Wikileaks is a website with no political agenda, its founder Julian Assange would have you believe. So I’m puzzled by today’s ‘Afghanistan war log’ story. It doesn’t strike me – or many of my colleagues – as politically neutral to feed such sensitive information to three Left-leaning newspapers: namely The Guardian, The New York Times, and Der Spiegel. Even more puzzling that Wikileaks would choose, very deliberately, to contravene its own mission statement – that crowdsourcing and open data are paramount.
Heaven writes:
By selecting three like-minded newspapers, Julian Assange has politicised the information. Wikileaks has effectively achieved the polar opposite of crowdsourcing, demonstrating precisely why selective disclosure is a far more subtle – and far more dangerous – method of operation.

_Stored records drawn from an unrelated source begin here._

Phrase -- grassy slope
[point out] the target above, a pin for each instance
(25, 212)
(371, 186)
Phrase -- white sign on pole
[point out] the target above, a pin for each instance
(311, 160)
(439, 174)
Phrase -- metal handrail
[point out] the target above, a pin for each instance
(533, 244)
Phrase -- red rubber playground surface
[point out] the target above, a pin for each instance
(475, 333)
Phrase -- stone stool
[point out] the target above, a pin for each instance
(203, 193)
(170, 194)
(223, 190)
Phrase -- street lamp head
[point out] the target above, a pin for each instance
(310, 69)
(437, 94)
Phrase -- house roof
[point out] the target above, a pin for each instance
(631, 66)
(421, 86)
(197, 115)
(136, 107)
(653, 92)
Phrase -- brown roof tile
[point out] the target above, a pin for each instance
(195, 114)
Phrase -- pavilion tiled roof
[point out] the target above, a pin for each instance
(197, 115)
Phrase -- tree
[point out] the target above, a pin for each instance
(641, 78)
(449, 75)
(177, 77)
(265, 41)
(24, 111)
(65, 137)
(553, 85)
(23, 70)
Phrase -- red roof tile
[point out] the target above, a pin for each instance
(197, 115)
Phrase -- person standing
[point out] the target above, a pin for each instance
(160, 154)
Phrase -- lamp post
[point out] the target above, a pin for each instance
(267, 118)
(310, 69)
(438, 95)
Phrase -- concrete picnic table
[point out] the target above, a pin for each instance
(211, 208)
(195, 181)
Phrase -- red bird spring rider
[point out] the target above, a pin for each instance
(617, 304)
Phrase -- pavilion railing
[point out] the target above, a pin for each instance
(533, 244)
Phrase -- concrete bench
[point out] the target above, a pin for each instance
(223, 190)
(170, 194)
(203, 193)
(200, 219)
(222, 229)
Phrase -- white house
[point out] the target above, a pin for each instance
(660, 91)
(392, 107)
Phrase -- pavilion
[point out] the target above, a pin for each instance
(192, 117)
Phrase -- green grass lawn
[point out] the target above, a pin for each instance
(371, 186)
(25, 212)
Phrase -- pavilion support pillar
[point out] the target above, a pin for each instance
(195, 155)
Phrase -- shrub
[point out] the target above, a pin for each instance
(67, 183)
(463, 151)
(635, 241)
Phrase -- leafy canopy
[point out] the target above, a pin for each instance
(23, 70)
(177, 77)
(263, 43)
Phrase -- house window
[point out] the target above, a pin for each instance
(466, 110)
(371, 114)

Whatever the motives of Wikileaks and Assange, The Guardian has done an awesome job of telling the story – it‘s online coverage in particular is a masterclass in digital journalism. The interactive maps displaying some of the key documents are particularly impressive.
Assange has suggested that the Afghanistan leaks are comparable to the Pentagon Papers, documents released by the New York Times in 1971 on the US war in Vietnam.

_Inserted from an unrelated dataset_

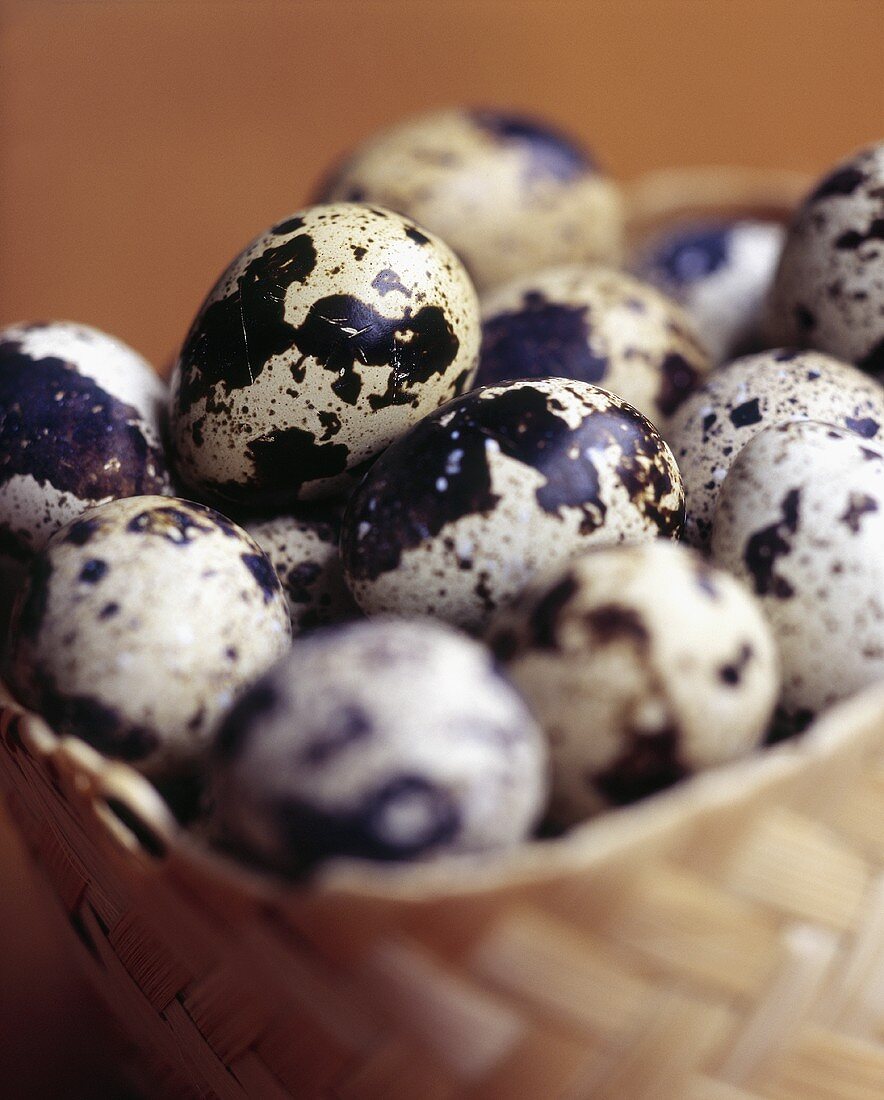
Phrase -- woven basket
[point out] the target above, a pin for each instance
(721, 941)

Richard Tofel, of ProPublica, is one of numerous commentators who doesn’t think the story is on the same scale.
In terms of important disclosures, it’s not even close, with the historical importance of today’s documents likely to be relatively minor, and that of the Pentagon Papers enormous. The most significant revelations today include the Taliban’s limited use of heat-seeking missiles (which had been previously reported, though little-noticed), and the Pakistani intelligence service’s constant double-dealing and occasional cooperation with the Taliban (long the subject of news stories, and even of some official complaints).
In 1971, in contrast, the Pentagon Papers revealed a host of important discrepancies between the public posture of the U.S. government with respect to Vietnam and the truth – from the Truman administration, through the times of Presidents Eisenhower, Kennedy and Johnson.